Published by the National Center on Educational Outcomes
Number 17 / November 2003
Prepared by Rachel Quenemoen and Scott Marion
Any or all portions of this document may be reproduced and distributed without prior permission, provided the source is cited as:
Quenemoen, R., & Marion, S. (2003). Rethinking basic assumptions of test development: Assessment frameworks for inclusive accountability tests (Policy Directions No. 17). Minneapolis, MN: University of Minnesota, National Center on Educational Outcomes. Retrieved [today's date], from the World Wide Web: http://cehd.umn.edu/NCEO/OnlinePubs/Policy17.htm
For the No Child Left Behind Act of 2001 (NCLB), states are required to assess the achievement of all students on state-defined grade level content standards. They are to use the results to hold schools, and the state, accountable for all students achieving state-defined proficiency on grade-level content by the year 2014. Schools and the state are to show "adequate yearly progress" (AYP) toward reaching that goal in the meantime. Results from each year’s assessment of student achievement can be used to redesign instructional programs so that more students are successful each year.
If educators were asked today whether all students are achieving at the proficiency level expected by 2014, virtually no educator in the U.S. could say yes. Some would say that the goal is unrealistic; others would say that fundamental changes in instructional approaches, structures, and budgets have to occur to make the goal achievable.

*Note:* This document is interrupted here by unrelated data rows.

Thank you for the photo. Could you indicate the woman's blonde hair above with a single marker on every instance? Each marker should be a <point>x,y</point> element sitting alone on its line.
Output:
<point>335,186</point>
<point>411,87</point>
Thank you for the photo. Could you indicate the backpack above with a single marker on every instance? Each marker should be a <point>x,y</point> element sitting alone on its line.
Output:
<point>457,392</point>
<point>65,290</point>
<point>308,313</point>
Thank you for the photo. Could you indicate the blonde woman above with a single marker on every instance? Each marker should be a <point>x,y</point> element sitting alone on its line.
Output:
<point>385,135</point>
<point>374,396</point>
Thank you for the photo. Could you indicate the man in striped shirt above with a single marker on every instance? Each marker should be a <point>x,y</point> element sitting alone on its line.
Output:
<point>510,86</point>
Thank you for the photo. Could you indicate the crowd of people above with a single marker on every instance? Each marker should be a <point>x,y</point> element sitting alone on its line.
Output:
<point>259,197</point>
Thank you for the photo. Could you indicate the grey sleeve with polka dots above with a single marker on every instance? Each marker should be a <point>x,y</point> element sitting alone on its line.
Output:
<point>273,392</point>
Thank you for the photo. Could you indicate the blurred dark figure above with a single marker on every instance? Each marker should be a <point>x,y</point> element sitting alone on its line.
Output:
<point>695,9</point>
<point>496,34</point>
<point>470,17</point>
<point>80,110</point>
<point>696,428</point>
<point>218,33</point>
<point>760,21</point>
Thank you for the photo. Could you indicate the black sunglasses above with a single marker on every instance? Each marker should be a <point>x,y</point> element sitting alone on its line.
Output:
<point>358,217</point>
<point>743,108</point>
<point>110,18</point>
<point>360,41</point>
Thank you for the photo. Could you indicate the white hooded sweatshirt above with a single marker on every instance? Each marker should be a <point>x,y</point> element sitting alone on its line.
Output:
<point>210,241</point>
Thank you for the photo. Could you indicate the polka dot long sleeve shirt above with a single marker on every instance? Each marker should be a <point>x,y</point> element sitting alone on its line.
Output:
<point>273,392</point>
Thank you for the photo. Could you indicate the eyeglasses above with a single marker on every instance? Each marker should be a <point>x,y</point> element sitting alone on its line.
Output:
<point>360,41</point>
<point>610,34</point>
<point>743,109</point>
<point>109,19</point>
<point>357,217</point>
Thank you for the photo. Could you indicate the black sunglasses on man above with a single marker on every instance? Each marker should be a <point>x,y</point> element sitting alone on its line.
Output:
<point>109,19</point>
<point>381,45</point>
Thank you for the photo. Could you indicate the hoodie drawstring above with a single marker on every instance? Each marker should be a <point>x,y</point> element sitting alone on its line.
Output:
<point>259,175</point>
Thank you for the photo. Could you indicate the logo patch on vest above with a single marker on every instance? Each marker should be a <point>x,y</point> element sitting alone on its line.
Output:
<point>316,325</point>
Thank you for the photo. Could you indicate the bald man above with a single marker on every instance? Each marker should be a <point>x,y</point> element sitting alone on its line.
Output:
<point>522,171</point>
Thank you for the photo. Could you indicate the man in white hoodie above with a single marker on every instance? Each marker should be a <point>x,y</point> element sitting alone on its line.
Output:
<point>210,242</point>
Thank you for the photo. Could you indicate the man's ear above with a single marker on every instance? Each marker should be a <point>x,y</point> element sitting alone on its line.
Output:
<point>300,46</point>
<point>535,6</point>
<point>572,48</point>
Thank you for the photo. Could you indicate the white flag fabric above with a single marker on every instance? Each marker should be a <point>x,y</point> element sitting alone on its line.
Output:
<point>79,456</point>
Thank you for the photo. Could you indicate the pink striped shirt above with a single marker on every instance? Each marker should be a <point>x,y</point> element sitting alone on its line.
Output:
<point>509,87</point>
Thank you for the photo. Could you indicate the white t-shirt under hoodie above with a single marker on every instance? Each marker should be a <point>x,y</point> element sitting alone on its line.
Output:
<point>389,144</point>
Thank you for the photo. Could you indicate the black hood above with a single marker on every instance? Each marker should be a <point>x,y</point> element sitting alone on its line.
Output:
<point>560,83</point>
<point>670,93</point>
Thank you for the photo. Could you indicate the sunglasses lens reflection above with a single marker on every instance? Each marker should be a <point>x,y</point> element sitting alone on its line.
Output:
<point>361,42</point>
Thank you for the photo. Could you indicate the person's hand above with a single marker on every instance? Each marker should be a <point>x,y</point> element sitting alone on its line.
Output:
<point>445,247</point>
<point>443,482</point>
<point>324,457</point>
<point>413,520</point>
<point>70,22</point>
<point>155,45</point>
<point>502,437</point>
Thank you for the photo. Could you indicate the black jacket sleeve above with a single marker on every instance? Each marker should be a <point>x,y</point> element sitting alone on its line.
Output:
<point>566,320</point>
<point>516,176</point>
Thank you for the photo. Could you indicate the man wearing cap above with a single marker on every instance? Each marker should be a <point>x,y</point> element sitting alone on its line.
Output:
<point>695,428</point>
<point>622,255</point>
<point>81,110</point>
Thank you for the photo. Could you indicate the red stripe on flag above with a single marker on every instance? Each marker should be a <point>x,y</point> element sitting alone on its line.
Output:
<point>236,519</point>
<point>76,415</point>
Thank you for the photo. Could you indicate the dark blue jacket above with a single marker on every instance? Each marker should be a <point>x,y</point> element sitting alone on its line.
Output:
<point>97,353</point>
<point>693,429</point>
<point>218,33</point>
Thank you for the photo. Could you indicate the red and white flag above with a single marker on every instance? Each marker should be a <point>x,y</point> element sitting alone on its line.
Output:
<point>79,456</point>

Some educators see a need to improve assessments so that they inform instruction on grade level content. These educators are calling for assessments based on a limited number of clearly defined and important constructs that reflect what all students should know and be able to do at grade level, and that are constructed to yield unambiguous evidence of whether groups or classrooms of students have mastered those constructs at grade level. They are rethinking common assumptions about the entire test development process—from the definition of the constructs to be tested, through development, to implementation.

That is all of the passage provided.